Damage to the Amazon rain forest may be twice as large as previously thought due to undetected selective logging, US and Brazilian forest experts report.

Selective logging causes damage to the undergrowth

Conventional methods of analysing satellite images were capable of spotting only clear-cut swathes of land, where all the trees are removed for farming or grazing.

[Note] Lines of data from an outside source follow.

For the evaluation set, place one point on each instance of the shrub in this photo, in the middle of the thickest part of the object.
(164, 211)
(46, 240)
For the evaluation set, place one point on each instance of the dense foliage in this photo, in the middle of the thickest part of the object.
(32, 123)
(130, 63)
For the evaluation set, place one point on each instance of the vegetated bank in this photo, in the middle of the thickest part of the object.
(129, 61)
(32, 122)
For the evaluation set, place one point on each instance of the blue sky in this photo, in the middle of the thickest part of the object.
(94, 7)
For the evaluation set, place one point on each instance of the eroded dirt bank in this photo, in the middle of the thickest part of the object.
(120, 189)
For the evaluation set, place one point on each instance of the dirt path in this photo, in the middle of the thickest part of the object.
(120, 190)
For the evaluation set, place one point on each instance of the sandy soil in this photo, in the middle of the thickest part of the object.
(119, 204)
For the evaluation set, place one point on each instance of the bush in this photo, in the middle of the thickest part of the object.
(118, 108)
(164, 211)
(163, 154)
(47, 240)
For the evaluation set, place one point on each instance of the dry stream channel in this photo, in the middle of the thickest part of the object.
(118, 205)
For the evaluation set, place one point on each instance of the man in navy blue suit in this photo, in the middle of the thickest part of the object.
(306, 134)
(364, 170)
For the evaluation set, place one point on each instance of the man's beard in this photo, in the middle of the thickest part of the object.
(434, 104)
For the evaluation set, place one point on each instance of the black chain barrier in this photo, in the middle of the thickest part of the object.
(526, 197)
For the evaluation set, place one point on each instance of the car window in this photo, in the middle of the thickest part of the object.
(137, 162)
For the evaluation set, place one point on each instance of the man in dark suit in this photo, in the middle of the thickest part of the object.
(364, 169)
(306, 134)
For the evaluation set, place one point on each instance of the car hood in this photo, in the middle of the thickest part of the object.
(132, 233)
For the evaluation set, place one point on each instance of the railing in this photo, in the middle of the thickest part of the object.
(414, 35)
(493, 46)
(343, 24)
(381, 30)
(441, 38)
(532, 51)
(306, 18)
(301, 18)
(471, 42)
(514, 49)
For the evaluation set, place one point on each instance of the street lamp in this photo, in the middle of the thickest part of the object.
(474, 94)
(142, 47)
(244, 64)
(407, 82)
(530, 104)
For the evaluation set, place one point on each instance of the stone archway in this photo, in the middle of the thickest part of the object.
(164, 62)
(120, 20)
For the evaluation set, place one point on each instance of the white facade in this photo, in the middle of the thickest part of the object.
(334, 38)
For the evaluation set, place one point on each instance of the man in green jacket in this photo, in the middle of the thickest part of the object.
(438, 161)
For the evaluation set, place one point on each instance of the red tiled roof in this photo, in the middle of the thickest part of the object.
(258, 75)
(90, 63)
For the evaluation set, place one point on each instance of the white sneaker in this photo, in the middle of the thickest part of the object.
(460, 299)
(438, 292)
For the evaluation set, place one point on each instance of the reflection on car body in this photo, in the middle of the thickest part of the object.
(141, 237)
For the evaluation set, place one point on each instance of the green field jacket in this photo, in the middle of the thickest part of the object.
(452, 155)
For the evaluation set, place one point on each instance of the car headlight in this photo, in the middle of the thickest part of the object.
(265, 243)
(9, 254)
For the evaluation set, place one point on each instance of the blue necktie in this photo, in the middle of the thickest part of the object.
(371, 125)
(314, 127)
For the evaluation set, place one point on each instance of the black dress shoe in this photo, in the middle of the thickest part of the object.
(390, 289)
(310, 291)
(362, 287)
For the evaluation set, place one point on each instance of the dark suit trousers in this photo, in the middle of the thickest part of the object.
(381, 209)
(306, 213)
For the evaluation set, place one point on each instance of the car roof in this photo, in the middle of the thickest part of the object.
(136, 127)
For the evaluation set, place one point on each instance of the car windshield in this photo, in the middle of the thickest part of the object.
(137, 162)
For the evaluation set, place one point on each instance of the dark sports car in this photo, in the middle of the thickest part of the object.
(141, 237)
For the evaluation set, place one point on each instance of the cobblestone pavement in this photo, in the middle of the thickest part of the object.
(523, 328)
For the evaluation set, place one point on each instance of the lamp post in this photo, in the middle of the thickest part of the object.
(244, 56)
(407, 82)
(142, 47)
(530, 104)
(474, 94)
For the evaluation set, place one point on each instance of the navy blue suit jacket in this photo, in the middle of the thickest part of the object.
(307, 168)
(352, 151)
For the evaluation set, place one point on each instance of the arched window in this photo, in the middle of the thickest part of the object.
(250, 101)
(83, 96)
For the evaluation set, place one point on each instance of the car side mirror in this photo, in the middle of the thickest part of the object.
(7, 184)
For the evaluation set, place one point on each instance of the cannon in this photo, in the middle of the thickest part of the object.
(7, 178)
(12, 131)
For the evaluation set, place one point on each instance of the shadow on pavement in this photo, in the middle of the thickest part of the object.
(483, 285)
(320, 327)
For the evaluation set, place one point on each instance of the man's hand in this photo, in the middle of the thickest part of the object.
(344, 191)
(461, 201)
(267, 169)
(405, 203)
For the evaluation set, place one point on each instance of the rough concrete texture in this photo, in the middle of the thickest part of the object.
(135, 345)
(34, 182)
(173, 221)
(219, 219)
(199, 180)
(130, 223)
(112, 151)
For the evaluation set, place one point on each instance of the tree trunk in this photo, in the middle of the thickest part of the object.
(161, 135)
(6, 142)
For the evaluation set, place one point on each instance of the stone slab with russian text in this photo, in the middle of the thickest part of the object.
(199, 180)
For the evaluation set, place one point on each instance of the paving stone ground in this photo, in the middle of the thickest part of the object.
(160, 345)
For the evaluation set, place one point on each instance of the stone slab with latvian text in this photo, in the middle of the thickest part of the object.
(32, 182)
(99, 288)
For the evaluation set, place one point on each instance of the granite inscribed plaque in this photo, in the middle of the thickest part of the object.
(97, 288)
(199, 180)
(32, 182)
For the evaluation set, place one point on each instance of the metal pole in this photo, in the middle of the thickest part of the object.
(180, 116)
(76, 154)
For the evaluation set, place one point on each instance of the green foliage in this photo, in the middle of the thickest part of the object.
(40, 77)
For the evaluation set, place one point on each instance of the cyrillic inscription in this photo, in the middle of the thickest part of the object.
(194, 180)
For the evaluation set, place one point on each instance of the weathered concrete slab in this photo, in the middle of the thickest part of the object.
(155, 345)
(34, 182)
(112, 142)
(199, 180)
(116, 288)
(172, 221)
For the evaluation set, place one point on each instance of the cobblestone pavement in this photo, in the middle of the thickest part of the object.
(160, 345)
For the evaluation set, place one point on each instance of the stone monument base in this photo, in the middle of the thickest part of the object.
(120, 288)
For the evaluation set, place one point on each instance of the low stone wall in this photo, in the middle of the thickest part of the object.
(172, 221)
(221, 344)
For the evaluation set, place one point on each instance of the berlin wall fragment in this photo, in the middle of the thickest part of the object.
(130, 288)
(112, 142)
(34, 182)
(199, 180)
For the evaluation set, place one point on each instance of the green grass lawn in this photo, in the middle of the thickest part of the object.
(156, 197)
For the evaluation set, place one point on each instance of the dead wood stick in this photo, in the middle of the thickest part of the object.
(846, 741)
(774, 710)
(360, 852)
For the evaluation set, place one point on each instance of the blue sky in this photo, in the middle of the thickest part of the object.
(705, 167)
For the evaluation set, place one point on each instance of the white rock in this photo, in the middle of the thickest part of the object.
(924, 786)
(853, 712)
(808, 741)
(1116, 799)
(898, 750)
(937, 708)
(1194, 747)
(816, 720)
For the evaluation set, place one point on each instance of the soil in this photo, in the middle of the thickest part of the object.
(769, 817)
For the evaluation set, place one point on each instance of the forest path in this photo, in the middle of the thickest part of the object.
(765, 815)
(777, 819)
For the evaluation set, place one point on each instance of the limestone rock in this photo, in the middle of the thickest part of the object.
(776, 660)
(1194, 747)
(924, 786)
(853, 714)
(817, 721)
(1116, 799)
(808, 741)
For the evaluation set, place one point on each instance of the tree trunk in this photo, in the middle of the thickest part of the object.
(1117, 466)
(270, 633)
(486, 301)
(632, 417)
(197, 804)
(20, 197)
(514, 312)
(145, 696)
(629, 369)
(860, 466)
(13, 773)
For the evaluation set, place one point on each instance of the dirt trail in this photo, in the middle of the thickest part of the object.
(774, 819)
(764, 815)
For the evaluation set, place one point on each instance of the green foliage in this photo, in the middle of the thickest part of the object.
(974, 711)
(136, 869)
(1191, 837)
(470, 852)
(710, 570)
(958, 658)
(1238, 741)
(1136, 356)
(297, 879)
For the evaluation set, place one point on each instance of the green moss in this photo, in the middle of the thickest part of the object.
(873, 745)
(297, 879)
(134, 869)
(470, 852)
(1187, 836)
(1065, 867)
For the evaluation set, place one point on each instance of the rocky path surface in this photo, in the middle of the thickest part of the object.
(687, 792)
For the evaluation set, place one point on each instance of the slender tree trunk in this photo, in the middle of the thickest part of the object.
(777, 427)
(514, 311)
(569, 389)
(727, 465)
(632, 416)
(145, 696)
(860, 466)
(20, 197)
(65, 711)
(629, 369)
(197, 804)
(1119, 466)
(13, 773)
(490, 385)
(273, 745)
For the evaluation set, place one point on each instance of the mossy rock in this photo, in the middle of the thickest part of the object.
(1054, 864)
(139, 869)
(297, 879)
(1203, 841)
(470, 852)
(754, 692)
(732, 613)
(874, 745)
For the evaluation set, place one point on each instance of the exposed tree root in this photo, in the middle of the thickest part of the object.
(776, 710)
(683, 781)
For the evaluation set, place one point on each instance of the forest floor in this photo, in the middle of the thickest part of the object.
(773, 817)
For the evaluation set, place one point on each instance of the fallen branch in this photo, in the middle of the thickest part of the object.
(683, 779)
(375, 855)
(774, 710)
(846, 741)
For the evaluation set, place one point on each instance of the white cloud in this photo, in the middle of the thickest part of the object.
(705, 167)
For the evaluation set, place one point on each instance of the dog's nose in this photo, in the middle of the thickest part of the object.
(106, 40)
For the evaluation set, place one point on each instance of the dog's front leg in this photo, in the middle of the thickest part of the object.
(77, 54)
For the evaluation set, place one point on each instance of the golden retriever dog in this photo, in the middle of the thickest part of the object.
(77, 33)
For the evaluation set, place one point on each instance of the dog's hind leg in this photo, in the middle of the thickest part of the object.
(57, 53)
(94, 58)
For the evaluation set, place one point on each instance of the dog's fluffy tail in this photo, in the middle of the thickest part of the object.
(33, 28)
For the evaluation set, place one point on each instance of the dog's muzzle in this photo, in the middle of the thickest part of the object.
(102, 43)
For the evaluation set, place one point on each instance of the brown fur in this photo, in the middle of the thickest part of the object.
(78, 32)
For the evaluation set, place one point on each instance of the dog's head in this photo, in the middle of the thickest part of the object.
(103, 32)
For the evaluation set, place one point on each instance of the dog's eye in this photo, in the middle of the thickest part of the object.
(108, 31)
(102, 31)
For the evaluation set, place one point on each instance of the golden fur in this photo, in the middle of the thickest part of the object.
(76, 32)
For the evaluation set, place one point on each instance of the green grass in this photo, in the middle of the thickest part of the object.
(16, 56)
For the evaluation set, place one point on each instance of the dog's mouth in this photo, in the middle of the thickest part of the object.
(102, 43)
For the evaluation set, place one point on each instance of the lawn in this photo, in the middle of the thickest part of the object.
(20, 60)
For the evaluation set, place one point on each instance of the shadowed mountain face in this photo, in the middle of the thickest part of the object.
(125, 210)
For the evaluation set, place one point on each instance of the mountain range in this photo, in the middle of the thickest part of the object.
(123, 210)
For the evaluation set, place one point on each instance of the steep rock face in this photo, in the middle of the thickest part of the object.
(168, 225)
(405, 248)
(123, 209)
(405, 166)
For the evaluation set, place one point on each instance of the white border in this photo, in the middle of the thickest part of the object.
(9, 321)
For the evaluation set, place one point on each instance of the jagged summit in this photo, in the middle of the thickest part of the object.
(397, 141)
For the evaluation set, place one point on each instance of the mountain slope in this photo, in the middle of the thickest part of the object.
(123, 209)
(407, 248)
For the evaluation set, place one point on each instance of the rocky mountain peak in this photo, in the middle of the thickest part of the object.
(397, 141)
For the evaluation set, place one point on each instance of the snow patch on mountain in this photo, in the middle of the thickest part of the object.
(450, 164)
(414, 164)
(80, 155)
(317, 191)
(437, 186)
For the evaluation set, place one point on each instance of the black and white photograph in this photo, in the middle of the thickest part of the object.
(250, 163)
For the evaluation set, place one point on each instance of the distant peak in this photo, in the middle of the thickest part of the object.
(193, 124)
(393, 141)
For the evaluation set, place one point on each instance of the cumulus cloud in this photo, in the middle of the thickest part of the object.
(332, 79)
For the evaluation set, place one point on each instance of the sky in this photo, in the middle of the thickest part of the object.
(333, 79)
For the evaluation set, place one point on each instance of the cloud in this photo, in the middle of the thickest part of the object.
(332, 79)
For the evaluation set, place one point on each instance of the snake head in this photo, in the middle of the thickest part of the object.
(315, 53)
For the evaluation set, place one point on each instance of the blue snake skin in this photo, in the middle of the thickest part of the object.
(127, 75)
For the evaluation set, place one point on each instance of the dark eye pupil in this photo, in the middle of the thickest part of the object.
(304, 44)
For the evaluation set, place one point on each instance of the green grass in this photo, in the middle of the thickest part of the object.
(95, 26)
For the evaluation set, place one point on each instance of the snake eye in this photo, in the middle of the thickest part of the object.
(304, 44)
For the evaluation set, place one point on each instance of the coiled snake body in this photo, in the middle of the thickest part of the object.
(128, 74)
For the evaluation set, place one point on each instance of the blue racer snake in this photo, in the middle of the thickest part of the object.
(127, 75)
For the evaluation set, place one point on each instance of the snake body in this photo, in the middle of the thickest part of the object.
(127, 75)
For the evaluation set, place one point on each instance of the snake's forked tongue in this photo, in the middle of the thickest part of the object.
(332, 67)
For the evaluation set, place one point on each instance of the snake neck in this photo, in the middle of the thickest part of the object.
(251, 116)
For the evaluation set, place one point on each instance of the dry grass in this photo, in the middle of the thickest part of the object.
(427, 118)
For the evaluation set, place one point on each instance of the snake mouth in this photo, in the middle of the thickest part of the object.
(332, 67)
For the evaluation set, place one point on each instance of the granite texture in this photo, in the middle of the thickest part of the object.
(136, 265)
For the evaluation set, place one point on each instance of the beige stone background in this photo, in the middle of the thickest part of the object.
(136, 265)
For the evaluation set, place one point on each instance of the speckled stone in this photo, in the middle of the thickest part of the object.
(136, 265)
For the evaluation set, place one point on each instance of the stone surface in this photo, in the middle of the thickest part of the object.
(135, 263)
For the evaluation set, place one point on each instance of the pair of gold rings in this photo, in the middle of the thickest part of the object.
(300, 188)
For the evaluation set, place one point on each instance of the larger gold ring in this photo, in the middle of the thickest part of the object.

Selective logging means individual trees are picked out of the forest.
   
Researchers at the Carnegie Institution of Washington used a new method to analyse satellite images and detected selective logging in the five major timber production states of the Brazilian Amazon.
   
The report, published in Friday’s issue of the journal Science, showed that the size of the damaged forest, taking into account selective logging, was between 60% and 128% higher than the officially deforested area between 1999 and 2002.
   
“We expected to see large areas of logging, but the extent to which logging penetrates deep into the frontier is much more dramatic than we anticipated,” said Michael Keller of the US Forest Service, who helped write the report. 
   
Brazil’s fast-growing agricultural frontier and new road projects in recent years have led to the devastation of areas larger than the US state of New Jersey. More recent official figures suggest a slowing of the destruction in 2005. 

Reaction 
   
The government acknowledged the merit of the study but said it overestimated the extent of selective logging.
   
“The lumber industry doesn’t have the capacity to process such volumes,” said Tasso Azevedo, the Environment Ministry’s forestry director. 
   

“We expected to see large areas of logging, but the extent to which logging penetrates deep into the frontier is much more dramatic than we anticipated”

Michael Keller,
US Forest Service

“Yet if we apply this study at a large scale in real-time, we may one day be a step ahead of illegal logging,” he added.

“Compared with clear-cutting, selective logging is the lesser of the two evils and not directly to blame for massive deforestation in the Amazon,” said Jose Natalino Silva, of Empresa Brasileira de Pesquisa Agropecuoria-Amazonia Oriental in Paro, Brazil.
   
“The problem is it opens roads to massive clearing for agriculture,” added Silva, who worked on the report.
  
Selective logging, the report said, increased the flow of carbon from the Amazon forest into the atmosphere by 25%.

It also thins the shady canopy and causes damage to the undergrowth, making forests drier and more flammable.
    
“When you knock down a tree it causes a lot of damage in the understory,” said Gregory Asner of the Carnegie Institute of Washington in Stanford, California, who led the study.

The researchers said they would provide the results of the study to the Brazilian government to help tackle illegal, selective logging.